In this study, the possibility of an ontogenetic phase shift in metabolism in the early developmental stages of the sterlet sturgeon, a non-teleost fish, was suggested. However, several technical limitations should be noted. First, although individuals derived from multiple families were used, family-specific metabolic variation and potential maternal effects may still influence the results, as shown in brown trout (Salmo trutta), where maternal effects caused differences in metabolic rate patterns among families [62]. Second, because metabolism was measured using the semi-closed method, distinguishing clearly between resting and routine metabolic rate was difficult, particularly since activity patterns change during ontogeny [32,63]. Third, the Winkler titration method used here, although reliable and economical, requires longer measurement times, which may reduce accuracy compared with modern oxygen sensor-based techniques [64].

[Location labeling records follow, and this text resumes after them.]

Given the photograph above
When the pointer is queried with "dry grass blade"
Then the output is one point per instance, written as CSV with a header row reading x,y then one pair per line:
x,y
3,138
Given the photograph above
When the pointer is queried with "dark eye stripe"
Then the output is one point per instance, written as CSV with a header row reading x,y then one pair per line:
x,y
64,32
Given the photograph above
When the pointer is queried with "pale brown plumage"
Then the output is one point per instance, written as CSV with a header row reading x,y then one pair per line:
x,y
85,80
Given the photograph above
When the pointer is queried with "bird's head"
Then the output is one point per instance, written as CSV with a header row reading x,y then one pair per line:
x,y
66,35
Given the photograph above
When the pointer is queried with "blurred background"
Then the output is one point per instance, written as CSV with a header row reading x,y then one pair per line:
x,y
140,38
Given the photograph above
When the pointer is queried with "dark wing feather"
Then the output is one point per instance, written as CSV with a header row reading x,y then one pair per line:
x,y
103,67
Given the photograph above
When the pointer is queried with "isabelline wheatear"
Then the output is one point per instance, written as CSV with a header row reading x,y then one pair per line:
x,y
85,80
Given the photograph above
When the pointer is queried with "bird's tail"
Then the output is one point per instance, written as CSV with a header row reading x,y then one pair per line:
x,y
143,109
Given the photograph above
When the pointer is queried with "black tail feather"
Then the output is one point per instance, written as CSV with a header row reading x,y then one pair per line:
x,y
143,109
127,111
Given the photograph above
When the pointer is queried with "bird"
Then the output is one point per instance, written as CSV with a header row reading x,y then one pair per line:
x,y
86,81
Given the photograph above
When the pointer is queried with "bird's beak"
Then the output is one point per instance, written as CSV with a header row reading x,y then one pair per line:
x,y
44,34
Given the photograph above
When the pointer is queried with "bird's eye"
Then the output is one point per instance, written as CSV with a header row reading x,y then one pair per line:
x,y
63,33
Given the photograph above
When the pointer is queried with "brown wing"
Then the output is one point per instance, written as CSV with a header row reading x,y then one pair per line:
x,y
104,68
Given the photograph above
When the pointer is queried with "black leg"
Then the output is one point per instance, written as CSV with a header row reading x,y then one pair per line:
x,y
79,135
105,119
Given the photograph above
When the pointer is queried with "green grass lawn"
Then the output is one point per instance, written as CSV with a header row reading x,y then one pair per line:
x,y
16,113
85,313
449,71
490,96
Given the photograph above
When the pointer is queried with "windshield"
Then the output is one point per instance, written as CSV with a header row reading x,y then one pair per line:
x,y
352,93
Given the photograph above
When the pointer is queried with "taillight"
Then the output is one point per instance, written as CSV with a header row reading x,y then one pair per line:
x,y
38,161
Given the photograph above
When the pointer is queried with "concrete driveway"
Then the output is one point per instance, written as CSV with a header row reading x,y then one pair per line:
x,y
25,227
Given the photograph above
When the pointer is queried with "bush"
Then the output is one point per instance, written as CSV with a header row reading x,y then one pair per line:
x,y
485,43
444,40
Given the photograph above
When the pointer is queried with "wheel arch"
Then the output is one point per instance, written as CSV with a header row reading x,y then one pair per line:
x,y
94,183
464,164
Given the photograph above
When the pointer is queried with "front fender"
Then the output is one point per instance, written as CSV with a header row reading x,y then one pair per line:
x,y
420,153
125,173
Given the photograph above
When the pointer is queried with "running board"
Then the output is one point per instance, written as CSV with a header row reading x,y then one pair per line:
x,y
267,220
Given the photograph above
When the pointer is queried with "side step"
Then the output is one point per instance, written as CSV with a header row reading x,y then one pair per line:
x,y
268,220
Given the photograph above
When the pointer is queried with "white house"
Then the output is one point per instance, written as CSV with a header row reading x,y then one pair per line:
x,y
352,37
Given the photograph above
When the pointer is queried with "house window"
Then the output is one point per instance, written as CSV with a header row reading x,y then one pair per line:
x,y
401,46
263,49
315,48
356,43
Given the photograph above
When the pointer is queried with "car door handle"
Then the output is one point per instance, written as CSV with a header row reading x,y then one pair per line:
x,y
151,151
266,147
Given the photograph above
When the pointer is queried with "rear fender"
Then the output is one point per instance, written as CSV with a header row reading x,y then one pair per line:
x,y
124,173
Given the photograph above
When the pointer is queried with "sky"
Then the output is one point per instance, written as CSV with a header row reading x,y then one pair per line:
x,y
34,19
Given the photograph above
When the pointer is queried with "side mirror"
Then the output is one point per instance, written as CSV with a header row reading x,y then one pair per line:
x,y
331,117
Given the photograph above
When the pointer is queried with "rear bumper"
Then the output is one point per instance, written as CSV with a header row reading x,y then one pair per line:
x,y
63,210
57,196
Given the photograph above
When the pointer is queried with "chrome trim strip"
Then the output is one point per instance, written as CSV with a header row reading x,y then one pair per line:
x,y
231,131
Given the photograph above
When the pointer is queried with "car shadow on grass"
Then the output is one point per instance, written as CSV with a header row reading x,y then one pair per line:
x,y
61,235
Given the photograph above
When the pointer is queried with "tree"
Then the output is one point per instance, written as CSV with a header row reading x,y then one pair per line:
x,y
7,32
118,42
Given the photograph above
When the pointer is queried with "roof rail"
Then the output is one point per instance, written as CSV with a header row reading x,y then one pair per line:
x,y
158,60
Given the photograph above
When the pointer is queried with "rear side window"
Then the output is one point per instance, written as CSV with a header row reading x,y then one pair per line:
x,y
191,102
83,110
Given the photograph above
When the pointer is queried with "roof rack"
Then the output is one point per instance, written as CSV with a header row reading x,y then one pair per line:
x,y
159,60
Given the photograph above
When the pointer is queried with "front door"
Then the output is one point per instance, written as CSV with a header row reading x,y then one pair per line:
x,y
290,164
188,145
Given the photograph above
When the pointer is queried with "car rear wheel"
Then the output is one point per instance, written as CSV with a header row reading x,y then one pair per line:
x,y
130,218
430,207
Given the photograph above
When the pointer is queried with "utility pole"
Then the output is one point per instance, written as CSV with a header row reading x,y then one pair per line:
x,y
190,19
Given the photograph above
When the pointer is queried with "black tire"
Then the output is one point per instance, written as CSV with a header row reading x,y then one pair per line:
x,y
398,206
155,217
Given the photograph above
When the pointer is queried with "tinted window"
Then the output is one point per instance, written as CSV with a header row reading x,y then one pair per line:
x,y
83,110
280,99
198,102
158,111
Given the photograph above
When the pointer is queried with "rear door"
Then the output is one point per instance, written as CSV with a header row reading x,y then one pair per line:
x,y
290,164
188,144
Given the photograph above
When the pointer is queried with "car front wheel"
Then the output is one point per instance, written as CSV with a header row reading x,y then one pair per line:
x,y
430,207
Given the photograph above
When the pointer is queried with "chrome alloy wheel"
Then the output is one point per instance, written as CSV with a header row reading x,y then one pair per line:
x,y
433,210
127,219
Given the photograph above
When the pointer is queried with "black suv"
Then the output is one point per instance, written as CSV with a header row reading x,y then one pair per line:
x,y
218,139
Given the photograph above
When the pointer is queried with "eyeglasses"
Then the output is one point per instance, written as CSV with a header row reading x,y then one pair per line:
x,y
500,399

To overcome these issues, future studies should consider approaches such as controlling or monitoring swimming activity [64], adopting oxygen sensor technology, and incorporating maternal effects into analytical frameworks. Moreover, comparisons across different populations and measurement techniques will be essential, and the integration of mixed-effects models could provide further advantages [37,65]. Such models are particularly effective at capturing individual-level variation in repeated or hierarchical sampling designs, thereby improving the robustness and interpretability of metabolic scaling analyses across fish species and developmental stages.

5. Conclusions

In conclusion, this study provides evidence for ontogenetic phase shifts in the metabolism of non-teleost fish. Similar to the findings for teleost fish, the sterlet sturgeon exhibited three distinct negative allometric phases, characterized by two stepwise increases in the scaling constant $\left(a_i,\mathrm{w}\mathrm{h}\mathrm{e}\mathrm{r}\mathrm{e} i=1\text{–}3\right)$ during early growth at approximately 0.25 and 0.65 g, while maintaining a consistent scaling exponent in each phase ($\widehat{b}$ = 0.608, i.e., common slope). These shifts were closely associated with developmental transitions, suggesting that ontogenetic phase shifts in metabolism may serve as a more appropriate framework for explaining the morphological and behavioral changes observed during early life stages in fish. The outcomes of this study suggest the potential for stepwise changes in metabolic rate during early development in non-teleost fish. These findings contribute to a broader understanding of metabolic patterns during early ontogeny across diverse fish species. While further research is necessary, especially across different taxa and developmental conditions, the present results indicate that growth-related metabolic demands may lead to substantial changes in the scaling constant of metabolic rate, even in non-teleost fish.